Phrase grounding
Phrase grounding answers the question "where in this image is the thing I just described?" Florence-2 supports it via TaskTypes.CAPTION_TO_PHRASE_GROUNDING — pass a phrase as textInput and the model returns bounding boxes for the regions that match.
This is closely related to open-vocabulary detection. The difference is one of intent:
- Open-vocabulary detection treats the prompt as a class name — "find every motorcycle."
- Phrase grounding treats the prompt as a referring expression — "the red bicycle leaning on the wall."

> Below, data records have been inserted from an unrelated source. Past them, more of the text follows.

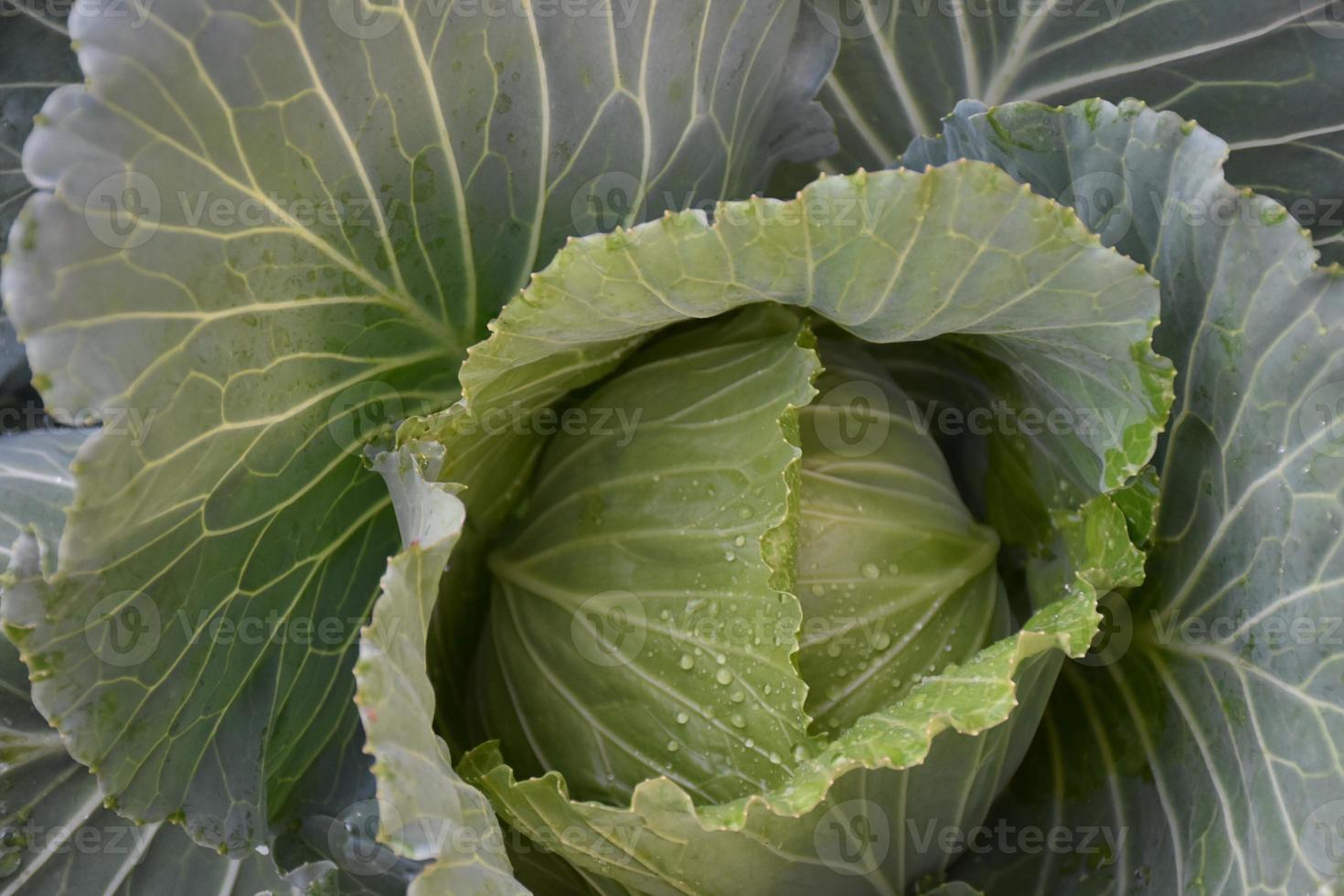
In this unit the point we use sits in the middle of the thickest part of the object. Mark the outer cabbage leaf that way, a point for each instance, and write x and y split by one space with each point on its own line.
35 58
277 226
1015 277
1260 73
1210 729
56 835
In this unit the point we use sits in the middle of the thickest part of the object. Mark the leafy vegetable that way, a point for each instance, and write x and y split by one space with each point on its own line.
489 497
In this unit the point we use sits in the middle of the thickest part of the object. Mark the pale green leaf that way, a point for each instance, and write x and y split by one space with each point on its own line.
276 228
426 810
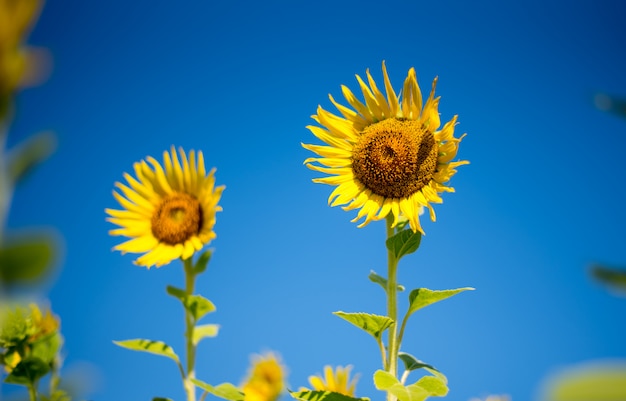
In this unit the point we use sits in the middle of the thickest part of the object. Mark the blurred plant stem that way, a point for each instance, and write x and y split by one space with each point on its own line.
392 307
190 281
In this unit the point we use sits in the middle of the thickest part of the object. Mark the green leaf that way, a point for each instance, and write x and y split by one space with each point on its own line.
403 243
419 391
24 157
225 390
153 347
203 261
197 305
372 324
375 278
613 278
323 396
422 297
412 363
27 258
29 370
176 292
204 331
434 385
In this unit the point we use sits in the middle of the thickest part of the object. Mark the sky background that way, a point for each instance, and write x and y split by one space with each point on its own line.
541 200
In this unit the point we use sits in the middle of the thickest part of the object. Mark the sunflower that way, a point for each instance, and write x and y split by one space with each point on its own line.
337 381
266 379
169 213
386 155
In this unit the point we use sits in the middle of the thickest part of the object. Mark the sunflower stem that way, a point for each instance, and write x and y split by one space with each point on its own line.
190 388
392 307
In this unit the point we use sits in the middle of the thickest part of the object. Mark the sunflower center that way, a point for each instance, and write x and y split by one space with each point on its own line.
178 217
395 158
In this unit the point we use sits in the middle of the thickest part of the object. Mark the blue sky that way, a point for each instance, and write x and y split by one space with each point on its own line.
541 200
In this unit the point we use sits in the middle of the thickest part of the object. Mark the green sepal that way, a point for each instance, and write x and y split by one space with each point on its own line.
613 278
323 396
380 280
23 158
28 371
227 391
26 258
425 387
412 363
404 243
204 331
421 297
375 325
202 261
197 305
153 347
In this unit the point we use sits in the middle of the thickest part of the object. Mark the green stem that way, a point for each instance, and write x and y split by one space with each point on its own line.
392 307
190 388
32 391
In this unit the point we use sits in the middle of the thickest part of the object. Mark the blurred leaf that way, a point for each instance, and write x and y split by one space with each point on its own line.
27 258
375 278
28 371
613 278
597 381
412 363
23 158
197 305
202 261
204 331
611 104
225 390
422 297
323 396
372 324
404 243
419 391
153 347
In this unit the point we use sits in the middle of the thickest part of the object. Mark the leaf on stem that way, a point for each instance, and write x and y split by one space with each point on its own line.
404 243
375 278
197 305
153 347
204 331
422 297
323 396
227 391
372 324
425 387
412 363
202 261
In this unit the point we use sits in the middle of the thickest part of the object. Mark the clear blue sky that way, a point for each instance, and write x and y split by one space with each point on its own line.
542 199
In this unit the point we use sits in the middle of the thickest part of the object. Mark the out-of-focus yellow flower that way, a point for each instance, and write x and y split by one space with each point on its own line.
168 213
266 379
337 381
387 155
16 62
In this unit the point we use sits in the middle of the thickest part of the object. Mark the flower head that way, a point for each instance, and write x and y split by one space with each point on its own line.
337 381
387 155
266 379
168 213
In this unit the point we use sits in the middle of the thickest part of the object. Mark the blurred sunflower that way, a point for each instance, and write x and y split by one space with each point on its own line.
18 64
337 381
387 155
169 213
266 379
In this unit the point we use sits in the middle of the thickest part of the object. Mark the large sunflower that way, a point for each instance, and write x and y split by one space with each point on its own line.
386 155
167 213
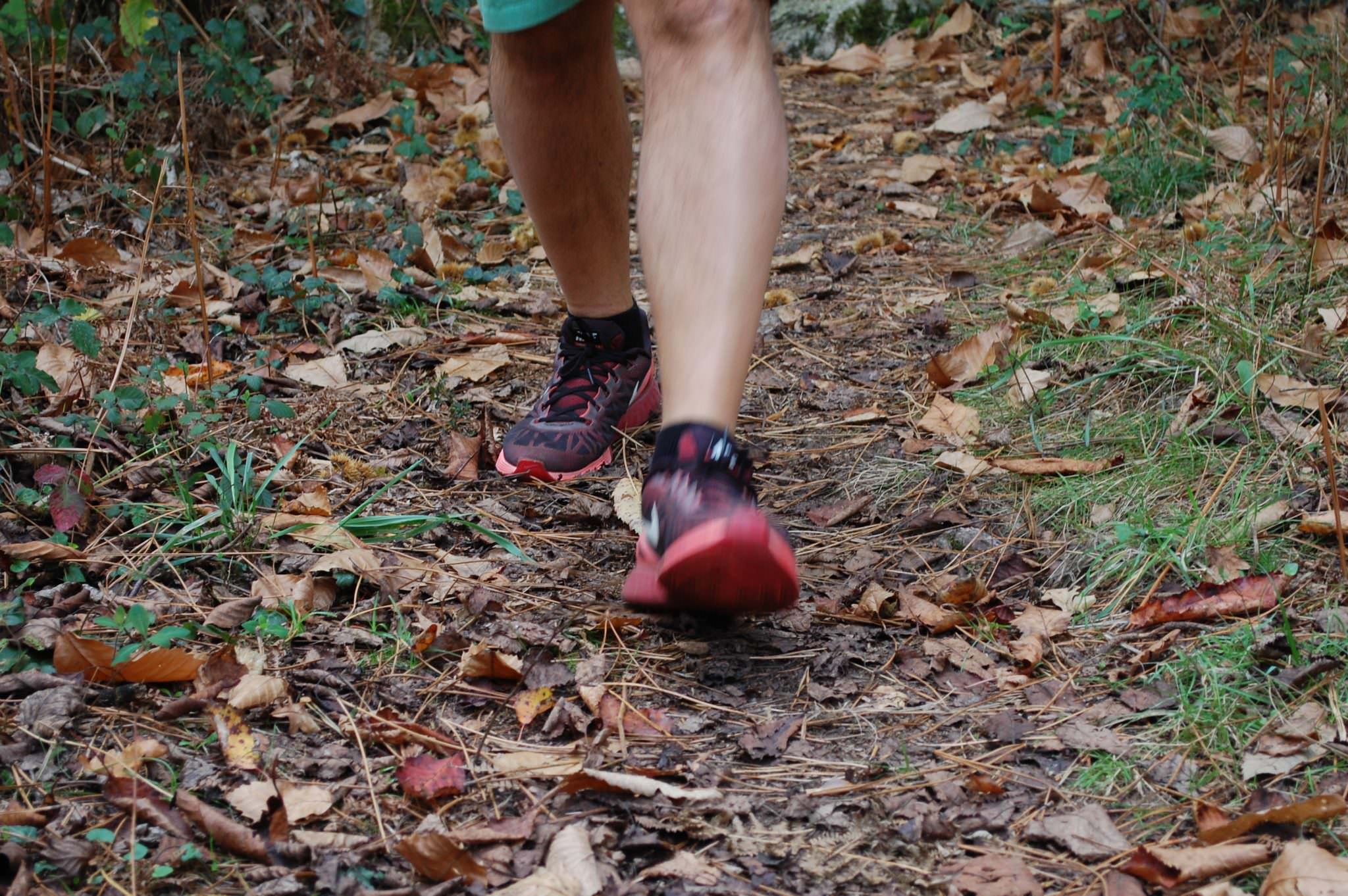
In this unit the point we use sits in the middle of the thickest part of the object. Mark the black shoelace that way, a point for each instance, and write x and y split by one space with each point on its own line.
576 378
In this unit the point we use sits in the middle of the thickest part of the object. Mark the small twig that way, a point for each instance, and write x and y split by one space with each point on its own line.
1270 101
1203 514
46 142
1057 50
1241 65
192 231
1334 484
1320 174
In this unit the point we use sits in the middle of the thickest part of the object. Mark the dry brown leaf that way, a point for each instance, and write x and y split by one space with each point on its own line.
222 830
127 762
258 690
571 856
920 167
1289 393
858 59
950 419
437 857
627 503
1316 809
236 739
966 361
959 23
967 464
1242 597
326 374
301 801
1053 465
1173 866
1304 870
93 659
1233 142
482 660
42 551
475 366
1088 833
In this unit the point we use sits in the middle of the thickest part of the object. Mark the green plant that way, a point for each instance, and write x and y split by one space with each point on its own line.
135 620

In practice both tasks accept similar prompts. Grounding tends to be better when the description is about a specific instance referenced by attributes ("the largest building"); detection is better for generic categories ("every building").
Example
using Florence2;
var modelSource = new FlorenceModelDownloader("./models");
await modelSource.DownloadModelsAsync();
var model = new Florence2Model(modelSource);
using var image = File.OpenRead("street.jpg");
var results = model.Run(
TaskTypes.CAPTION_TO_PHRASE_GROUNDING,
image,
textInput: "the red bicycle leaning against the wall");
foreach (var entry in results.BoundingBoxes)
{
foreach (var box in entry.BBoxes)
{
Console.WriteLine($"\"{entry.Label}\" → ({box.xmin:F0}, {box.ymin:F0}) → ({box.xmax:F0}, {box.ymax:F0})");
}
}
The result lives in FlorenceResults.BoundingBoxes — same shape as object detection. The Label typically echoes (a tokenisation of) the input phrase.
Combining grounding with other tasks
Grounding pairs naturally with region-level follow-up tasks. A common pipeline:
- Ground the phrase → bounding box.
- Encode the bounding box as
<loc_…>tokens viaBoxQuantizer. - Run
REGION_TO_OCR,REGION_TO_DESCRIPTION, orREGION_TO_SEGMENTATIONon the grounded region.
// 1. Ground
using var image = File.OpenRead("invoice.jpg");
var grounding = model.Run(
TaskTypes.CAPTION_TO_PHRASE_GROUNDING,
image,
textInput: "the total amount");
var box = grounding.BoundingBoxes[0].BBoxes[0];
// 2. Encode the box as <loc_xxx><loc_yyy><loc_xxx><loc_yyy> in 0..999 space.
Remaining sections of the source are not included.